—Comment, monsieur Rodolphe, parce que vous m'avez battu, parce que, vous croyant ouvrier comme moi, puisque vous parliez argot comme père et mère, je vous ai raconté ma vie entre deux verres de vin, et qu'après ça je vous ai empêché de vous noyer... Vous, comment? Enfin, moi... une maison... de l'argent... moi comme un bourgeois... Tenez, monsieur Rodolphe, encore une fois, c'est pas possible.
—Me croyant un des vôtres, vous m'avez raconté votre vie naturellement et sans feinte, sans cacher ce qu'il y avait eu de coupable ou de généreux. Je vous ai jugé... bien jugé, et il me plaît de vous récompenser.
—Mais, monsieur Rodolphe, ça ne se peut pas. Non, enfin, il y a de pauvres ouvriers qui toute leur vie ont été honnêtes, et qui...
—Je le sais, et j'ai peut-être fait pour plusieurs de ceux-là plus que je ne fais pour vous. Mais si l'homme qui vit honnête au milieu des gens honnêtes, encouragé par leur estime, mérite intérêt et appui, celui qui, malgré l'éloignement des gens de bien, reste honnête au milieu des plus abominables scélérats de la terre, celui-là aussi mérite intérêt et appui. D'ailleurs, ce n'est pas tout: vous m'avez sauvé la vie, vous l'avez aussi sauvée à Murph, mon ami le plus cher. Ce que je fais pour vous m'est donc autant dicté par la reconnaissance personnelle que par le désir de retirer de la fange une bonne et forte nature qui s'est égarée, mais non perdue... Et ce n'est pas tout.

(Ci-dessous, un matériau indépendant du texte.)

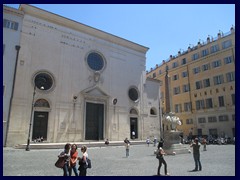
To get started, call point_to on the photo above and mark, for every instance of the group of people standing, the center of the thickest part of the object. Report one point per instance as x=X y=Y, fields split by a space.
x=70 y=155
x=196 y=156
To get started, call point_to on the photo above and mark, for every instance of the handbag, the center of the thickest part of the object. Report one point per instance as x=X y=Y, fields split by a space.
x=60 y=162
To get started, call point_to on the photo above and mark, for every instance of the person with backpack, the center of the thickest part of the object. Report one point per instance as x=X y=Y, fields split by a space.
x=83 y=165
x=160 y=156
x=196 y=154
x=65 y=154
x=73 y=160
x=127 y=145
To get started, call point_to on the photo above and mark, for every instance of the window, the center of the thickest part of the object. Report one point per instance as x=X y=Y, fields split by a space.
x=228 y=60
x=186 y=88
x=206 y=67
x=3 y=89
x=175 y=77
x=95 y=61
x=209 y=103
x=187 y=106
x=212 y=119
x=176 y=90
x=233 y=99
x=153 y=111
x=214 y=48
x=184 y=61
x=200 y=104
x=206 y=83
x=198 y=84
x=3 y=48
x=10 y=24
x=213 y=133
x=195 y=56
x=204 y=52
x=189 y=121
x=226 y=44
x=218 y=79
x=175 y=64
x=43 y=81
x=202 y=120
x=178 y=108
x=154 y=75
x=184 y=74
x=196 y=70
x=216 y=63
x=133 y=112
x=42 y=103
x=223 y=118
x=221 y=101
x=133 y=94
x=230 y=76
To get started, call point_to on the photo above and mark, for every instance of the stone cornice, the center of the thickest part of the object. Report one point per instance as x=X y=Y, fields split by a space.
x=36 y=12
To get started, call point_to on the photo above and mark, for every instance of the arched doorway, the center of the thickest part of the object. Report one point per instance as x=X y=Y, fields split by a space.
x=133 y=123
x=40 y=120
x=94 y=121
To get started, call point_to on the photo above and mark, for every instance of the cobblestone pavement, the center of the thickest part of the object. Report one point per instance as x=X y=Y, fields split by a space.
x=218 y=160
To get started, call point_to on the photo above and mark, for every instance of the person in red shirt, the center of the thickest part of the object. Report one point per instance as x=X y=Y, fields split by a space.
x=73 y=160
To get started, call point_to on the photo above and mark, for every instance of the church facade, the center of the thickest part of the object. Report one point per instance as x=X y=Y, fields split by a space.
x=76 y=83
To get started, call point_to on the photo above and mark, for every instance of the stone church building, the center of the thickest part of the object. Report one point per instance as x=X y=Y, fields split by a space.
x=76 y=83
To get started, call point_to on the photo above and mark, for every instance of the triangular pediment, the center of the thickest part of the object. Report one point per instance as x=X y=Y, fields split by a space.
x=95 y=91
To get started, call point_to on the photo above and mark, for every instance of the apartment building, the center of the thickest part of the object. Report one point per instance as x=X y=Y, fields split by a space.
x=201 y=86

—Qu'est-ce donc que j'ai encore fait, monsieur Rodolphe?
Rodolphe lui prit cordialement la main et lui dit:
—Rempli de commisération pour le malheur d'un homme qui auparavant avait voulu vous tuer, vous lui avez offert votre appui; vous lui avez même donné asile dans votre pauvre demeure, impasse Notre-Dame, n° 9.
—Vous saviez où je demeurais, monsieur Rodolphe?
—Parce que vous oubliez les services que vous m'avez rendus, je ne les oublie pas, moi. Lorsque vous avez quitté ma maison, on vous a suivi; on vous a vu rentrer chez vous avec le Maître d'école.
—Mais M. Murph m'avait dit que vous ne saviez pas où je demeurais, monsieur Rodolphe.